Stockholm, Sweden is also growing strongly and expanding public transport capacity. More will be written on the transport situation in this city later in 2019 around the time of the UITP Global Congress in June 2019.
Increased mobility options
All of these schemes should be considered in the context of the growth in walking and cycling as means of travel across the continent and sustained investment in most European cities in infrastructure for these modes — often from very low bases. However, with the exception of The Netherlands, Denmark and a few other cities, cycling remains a topical, but not dominant mode of travel.
Ride-sharing is also a growing means of travel across the continent, albeit with some significant regulatory barriers that lead to it having a marginal impact in selected markets, such as Madrid and Barcelona.

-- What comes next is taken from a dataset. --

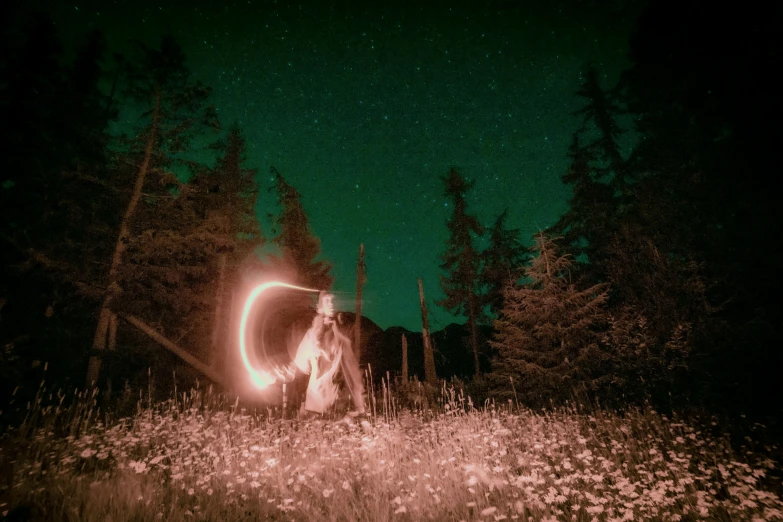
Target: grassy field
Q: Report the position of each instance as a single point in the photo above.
(194, 460)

In some markets, classic taxis remain the main car based public transport alternative to the personal car. In a European context, any car-based transport system will remain severely limited by the on-street capacity of historic road networks, and this constraint is not going to change.
In conclusion, many of the cities across Europe are growing due to the popularity of urban living, generally increasing populations in certain parts of the continent and strong regional economies. City authorities want to place public transport at the center of urban mobility and deliver on an agenda of wider sustainability. While all cities are exploring other complementary modes, and in some cases for example cycling is deemed to have a major mobility role, rail systems remain at the core of the transport effort across the continent. Intercity and intra-city heavy rail schemes, as well as light rail schemes, are being improved and developed across the continent in cities large and small. Many of these schemes are reshaping the entire transport offering in cities such as Crossrail in London and Paris Grand Express. However, even with strong stakeholder support, including funding, managing cost and local construction impacts remains an ongoing issue, as well as providing the overall compelling sustainable transport system that a modern European city demands.
Giles K. Bailey is a director at Stratageeb Ltd., a London-based consultancy assisting businesses think about their strategic vision and innovation.